How do you define intelligence in the context of behaviour?
By April Cashin-Garbutt and Hyewon Kim
Research at the Sainsbury Wellcome Centre focuses on understanding the biology of intelligence by uncovering the neural algorithms supporting adaptive behaviour. But how is intelligence defined in the context of behaviour? We sat down with 13 leading neuroscientists following their seminars at SWC Seminar to find out their thoughts. Here are six takes.
1. Goal-directed behaviour
“To me, intelligence means optimising your interactions with the world around you to achieve a certain goal. It is relative – what is intelligent for a mouse to do is different from what is intelligent for a person to do.
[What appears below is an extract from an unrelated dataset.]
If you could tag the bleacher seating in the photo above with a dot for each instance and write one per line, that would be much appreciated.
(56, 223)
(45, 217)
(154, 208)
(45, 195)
If you think about intelligence as directing your behaviour toward a goal, the higher the goal, the more complex your behaviour is going to be. For example, if you are a social animal, you are not just thinking about yourself but you have to think about the group.” Teresa Guillamón Vivancos, Instituto de Neurociencias de Alicante
“Intelligence is a very difficult concept and many people have different definitions. This is an issue law deals with constantly in terms of the imprecision of language: what is the concept we’re fundamentally trying to talk about?
From my training as a behavioural scientist, I tend to think about goal-directed versus habitual behaviour. Intelligence is quite clearly demonstrated through goal-directed behaviour, which requires complex executive functioning and inhibitory control but also the maintenance of a goal-value and adaptation of a behavioural plan. I might think of systematic intelligence is the ability to efficiently use brain resources and switch between habitual and goal-directed behaviour.” Emily Murphy, University of California Hastings College of the Law
2. Flexible behaviour
“There is a certain kind of flexibility in using evidence for decision-making, but also in being flexible about how you use that intelligence, and having a hierarchy of inputs that drive decision.
There is a joke among neuroscientists that goes, ‘How many neurons does it take to make a decision? Zero.’ You have something like the single-celled protist Chlamydomonas that phototax towards the light. They don’t need any neurons to do that. And yet, they’re detecting gradients of light. That’s a decision.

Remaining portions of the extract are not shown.